# Another way to mod a Flipkung



## Rayshot (Feb 1, 2010)

Here is a start to my modification of a flipkung using PLASTI DIP.

PLASTI DIP now sells a color kit that you can mix any color you want. I only used cans of premixed colors yellow and red.

If you want to do this I figure that making a tray just the right size and configuration from a few sheets of tin foil is the easiest way to make a tray that accommodates the size and shape of the SS so as to not waste material.

It isn't complete. What I will do since this is an experiment and I want the corners round I will slice off the material on the corners so that the successive coats will continue to help round the handle. I don't know how it will slice but I am confident it will work because I straightened out the edge where the metal shows using a razor blade. Imagination is what you can make it.

Hint about mixing existing colors; They don't easily (or at all) give the color you would think that mixing two primary colors might give. Therefore the color kit may be a good idea if you want a specific color value.

Oh yeah, this is dipped twice. I expect to dip it two more times and have what I want.


----------



## Dayhiker (Mar 13, 2010)

Cool! I hope the successive coats will come out the same color, it's very nice.


----------



## Rayshot (Feb 1, 2010)

Dayhiker said:


> Cool! I hope the successive coats will come out the same color, it's very nice.


I expect that the final coat will be better because the first two were the learning curve part.

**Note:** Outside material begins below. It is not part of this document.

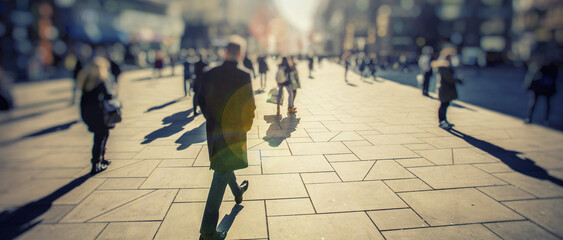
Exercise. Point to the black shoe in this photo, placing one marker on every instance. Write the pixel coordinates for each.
(214, 236)
(243, 188)
(98, 168)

Perhaps a mod will move this to modification thread. Whoops on my part.


----------



## flippinout (Jul 16, 2010)

Very cool Ray!


----------



## lightgeoduck (Apr 3, 2011)

Rayshot said:


> Dayhiker said:
> 
> 
> > Cool! I hope the successive coats will come out the same color, it's very nice.
> ...


That's pretty neat looking, Ray.

I also fullfilled your request 

LGD


----------



## Imperial (Feb 9, 2011)

like dipping a candle. when i cut off the clean lines, i use a razor or an exacto knife and just slit and peel/shave off what i dont want.


----------



## Mr.Teh (Feb 28, 2012)

Looks good, nice idea :thumbsup:


----------



## NightKnight (Dec 16, 2009)

Have you tried the Spray on Plasti-dip ray? It would take more coats, but might give you more artistic freedom, and maybe a more consistent finish?


----------



## Thistle (Jan 4, 2013)

AaronC said:


> Have you tried the Spray on Plasti-dip ray? It would take more coats, but might give you more artistic freedom, and maybe a more consistent finish?


It probably wouldn't give you more artistic freedom in terms of *mixing* colors, like if I wanted *periwinkle *or *bright pink* 

However, you could certainly do some fun stuff with a camo look in earth tones.

Too bad the kit doesn't come in neon colors. I would really get crazy with this.


----------